After dozens of angry Tysons Corner residents spent two hours Tuesday testifying against a special service tax district to pay for transportation and infrastructure improvements, Fairfax County Board Chairwoman Sharon Bulova moved to delay the board's final vote until Jan. 8. But this is nothing more than a temporary reprieve before Tysons' property taxes inexorably start ratcheting up.
After voting for the Silver Line and using it as an excuse to triple densities in Tysons, Bulova and her fellow supervisors have no other way to pay the $3.1 billion needed to transform the sprawling suburban office park into a mini-city, which is why they approved the tax district on a preliminary 7-2 vote in October.

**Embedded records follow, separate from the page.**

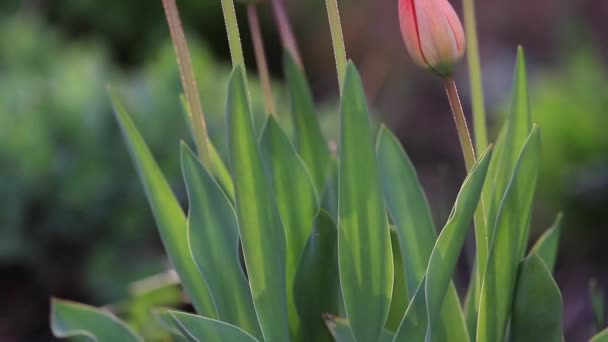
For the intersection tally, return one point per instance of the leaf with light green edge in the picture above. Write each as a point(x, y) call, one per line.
point(409, 211)
point(400, 298)
point(317, 285)
point(70, 319)
point(297, 200)
point(260, 225)
point(517, 129)
point(450, 242)
point(364, 243)
point(511, 223)
point(213, 234)
point(342, 332)
point(169, 216)
point(600, 337)
point(537, 305)
point(309, 140)
point(199, 329)
point(548, 244)
point(218, 167)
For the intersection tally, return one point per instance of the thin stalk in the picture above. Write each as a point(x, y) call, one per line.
point(481, 231)
point(234, 37)
point(186, 71)
point(337, 39)
point(288, 39)
point(477, 96)
point(260, 57)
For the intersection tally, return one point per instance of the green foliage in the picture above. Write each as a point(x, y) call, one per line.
point(263, 260)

Supervisor Pat Herrity, R-Springfield, was one of the two who voted against it. He was also the only board member to suggest an alternative -- instead of requiring developers to build below-market "workforce housing" for people making up to $130,000 a year, Herrity suggested the county reduce those proffers by 50 percent and use the savings for transportation improvements. His proposal was voted down.

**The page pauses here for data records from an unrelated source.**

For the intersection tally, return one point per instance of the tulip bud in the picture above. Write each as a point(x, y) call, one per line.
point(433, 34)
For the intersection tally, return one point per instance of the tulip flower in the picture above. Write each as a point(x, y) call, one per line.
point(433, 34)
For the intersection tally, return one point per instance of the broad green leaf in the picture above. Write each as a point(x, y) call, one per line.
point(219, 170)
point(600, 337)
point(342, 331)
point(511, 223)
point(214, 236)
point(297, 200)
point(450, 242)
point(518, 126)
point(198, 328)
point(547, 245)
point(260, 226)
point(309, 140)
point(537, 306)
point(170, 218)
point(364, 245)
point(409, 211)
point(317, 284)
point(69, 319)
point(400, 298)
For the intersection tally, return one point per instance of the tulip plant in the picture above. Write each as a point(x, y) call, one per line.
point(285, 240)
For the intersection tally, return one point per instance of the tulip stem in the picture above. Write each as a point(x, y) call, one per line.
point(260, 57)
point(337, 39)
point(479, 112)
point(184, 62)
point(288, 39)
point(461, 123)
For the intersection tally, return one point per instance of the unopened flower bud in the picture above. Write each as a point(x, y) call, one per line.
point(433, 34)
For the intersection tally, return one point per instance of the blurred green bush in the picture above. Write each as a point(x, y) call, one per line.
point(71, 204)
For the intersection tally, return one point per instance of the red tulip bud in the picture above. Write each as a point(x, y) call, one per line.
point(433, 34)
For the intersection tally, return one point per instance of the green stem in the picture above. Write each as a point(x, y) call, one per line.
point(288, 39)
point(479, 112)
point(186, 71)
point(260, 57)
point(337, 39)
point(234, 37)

Bulova called the tax district plan, which will increase property taxes by up to 8.4 percent, "a major step in the right direction for realizing the vision of Tysons." Michael Bogasky, president of the Rotonda Condominium Unit Owners Association, had a different vision: "A nightmare of endless taxation that goes on for 40 years."
That nightmare is not limited to Tysons residents. The proposed tax district will raise $250 million over the next 40 years -- just 11 percent of the total needed. Developers will kick in another $250 million on top of their $865 million in proffers. But that still leaves the county $1.7 billion short to realize Bulova's high-rise urban vision.

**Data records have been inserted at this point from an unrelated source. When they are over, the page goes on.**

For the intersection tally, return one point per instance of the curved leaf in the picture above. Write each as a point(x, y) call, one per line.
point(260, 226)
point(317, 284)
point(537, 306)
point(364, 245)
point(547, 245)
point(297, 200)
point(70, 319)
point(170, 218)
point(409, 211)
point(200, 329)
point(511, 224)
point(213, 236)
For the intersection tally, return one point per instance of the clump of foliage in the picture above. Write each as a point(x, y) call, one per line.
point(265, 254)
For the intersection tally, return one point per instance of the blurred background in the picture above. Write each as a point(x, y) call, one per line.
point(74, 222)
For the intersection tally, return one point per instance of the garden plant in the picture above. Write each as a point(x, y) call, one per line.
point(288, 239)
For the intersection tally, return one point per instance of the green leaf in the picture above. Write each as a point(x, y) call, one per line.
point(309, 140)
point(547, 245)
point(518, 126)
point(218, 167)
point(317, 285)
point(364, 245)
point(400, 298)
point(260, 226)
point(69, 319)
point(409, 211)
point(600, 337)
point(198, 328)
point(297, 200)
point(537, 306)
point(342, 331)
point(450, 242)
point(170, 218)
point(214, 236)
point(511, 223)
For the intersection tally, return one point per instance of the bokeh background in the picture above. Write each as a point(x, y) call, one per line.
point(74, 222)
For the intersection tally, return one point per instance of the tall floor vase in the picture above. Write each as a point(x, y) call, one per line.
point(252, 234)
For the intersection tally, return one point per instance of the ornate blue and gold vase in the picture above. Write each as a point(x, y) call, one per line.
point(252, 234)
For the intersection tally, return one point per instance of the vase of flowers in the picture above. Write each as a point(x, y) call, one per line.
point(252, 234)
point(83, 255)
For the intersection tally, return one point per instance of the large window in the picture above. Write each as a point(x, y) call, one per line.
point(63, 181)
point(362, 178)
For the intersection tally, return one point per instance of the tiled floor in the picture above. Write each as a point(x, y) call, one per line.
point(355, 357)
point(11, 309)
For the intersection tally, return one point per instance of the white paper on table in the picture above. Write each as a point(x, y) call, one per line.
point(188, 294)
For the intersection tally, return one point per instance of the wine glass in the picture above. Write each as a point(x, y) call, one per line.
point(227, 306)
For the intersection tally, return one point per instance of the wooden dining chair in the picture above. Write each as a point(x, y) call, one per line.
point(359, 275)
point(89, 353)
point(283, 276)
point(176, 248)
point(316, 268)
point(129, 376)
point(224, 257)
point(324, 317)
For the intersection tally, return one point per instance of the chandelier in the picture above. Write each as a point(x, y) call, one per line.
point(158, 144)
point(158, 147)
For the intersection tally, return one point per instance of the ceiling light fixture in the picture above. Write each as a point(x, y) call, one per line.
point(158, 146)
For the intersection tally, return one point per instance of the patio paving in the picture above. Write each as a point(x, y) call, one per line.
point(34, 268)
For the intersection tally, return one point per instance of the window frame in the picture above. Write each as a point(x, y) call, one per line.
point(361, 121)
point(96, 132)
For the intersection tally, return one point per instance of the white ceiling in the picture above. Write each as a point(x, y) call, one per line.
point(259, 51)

In the meantime, Metro officials recently admitted it will cost $4.5 million a year more than anticipated to operate the Silver Line -- part of which must also be paid for by Fairfax County taxpayers. In other words, there's no end of Fairfax tax hikes in sight.
If Tysons Corner homeowners strenuously object to paying for transportation improvements in their own neighborhood, how much more will taxpayers in the rest of the county scream about being stuck with the balance? That's what Bulova and her fellow board members should really worry about.